Thank You

Dear partners and supporters of Darfur Women Action Group,

I hope you are all safe from the aftermath of Sandy storm. Our heart and prayers are with those who are affected and those lost loved ones; we ask God to grant them strength and patience and to grant speedy recovery for those who lost their homes and their services. Safe travels to those of you who were unable to travel home because of the storm.

It gives me the pleasure to express my deep appreciation to all of you for taking the time to be with us over the last weekend. A special thanks to those of you who have traveled from as far as California, Vermont, New York , New Jersey, Texas, and Florida, as well as those who are in the DC who made sacrifices to be with us. Your presence meant a lot to us and to the cause of women.
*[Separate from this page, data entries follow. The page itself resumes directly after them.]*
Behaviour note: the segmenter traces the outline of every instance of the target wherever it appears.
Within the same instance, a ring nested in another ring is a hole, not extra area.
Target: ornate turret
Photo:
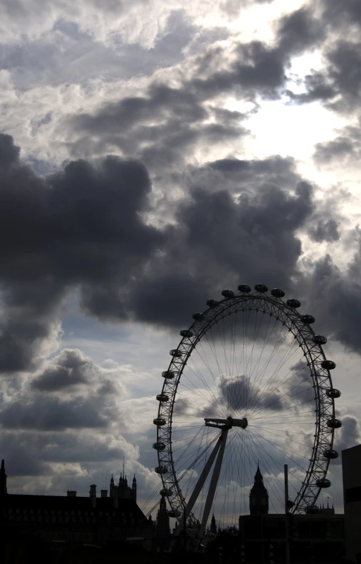
[[[1,470],[0,471],[0,495],[5,495],[8,493],[6,488],[6,478],[8,476],[5,474],[5,461],[4,459],[1,460]]]
[[[159,503],[155,531],[157,536],[164,537],[170,534],[170,518],[164,495],[162,495]]]
[[[212,519],[211,519],[211,527],[209,530],[213,534],[217,534],[217,525],[215,524],[215,518],[214,517],[214,513],[212,515]]]
[[[134,474],[134,477],[133,478],[133,482],[131,484],[131,492],[133,494],[133,499],[136,503],[136,475]]]
[[[249,493],[249,512],[251,515],[266,515],[268,512],[268,493],[264,484],[259,464],[257,464],[254,483]]]

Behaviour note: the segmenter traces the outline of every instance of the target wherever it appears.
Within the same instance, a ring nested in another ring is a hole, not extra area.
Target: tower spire
[[[1,460],[1,470],[0,471],[0,495],[5,495],[8,493],[6,488],[6,476],[5,473],[5,461]]]

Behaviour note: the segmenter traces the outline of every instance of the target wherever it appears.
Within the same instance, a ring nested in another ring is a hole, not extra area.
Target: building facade
[[[112,477],[110,485],[114,483]],[[8,542],[21,539],[29,542],[64,542],[96,546],[138,543],[152,549],[153,524],[136,504],[136,481],[132,487],[121,476],[120,486],[102,490],[90,487],[89,497],[67,495],[30,495],[7,492],[4,461],[0,474],[1,530]]]
[[[346,557],[361,563],[361,445],[342,451]]]
[[[310,515],[288,515],[292,563],[339,563],[345,555],[343,515],[329,504]],[[246,562],[285,561],[285,515],[268,513],[268,496],[257,467],[249,495],[249,515],[239,520]]]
It has empowered us and has further contributed to the success of our first ever symposium on Women and Genocide and gave us more energy to continue to fight for our people’s rights.

I believe our effort for movement building to confront genocide is moving forward with more confidence because of your support and dedication, without which achieving the symposium would not have been possible.

As promised, the updates from the symposium will be up on our website soon, and we will also soon share with you our strategy and upcoming action.


Niemat Ahmadi

President, Darfur Women Action Group

The Badass Women of Darfur Written By Maria Bello

Niemat Ahmadi is a quiet badass. She is a native of North Darfur, founder and president of Darfur Women Action Group and the director of Global Partnerships for United to End Genocide and has been a friend and colleague for many years. She is soft-spoken but passionate when it comes to her country and the atrocities that are still being committed there. She has seen things and her family and friends have and are experiencing things that no human being should ever encounter.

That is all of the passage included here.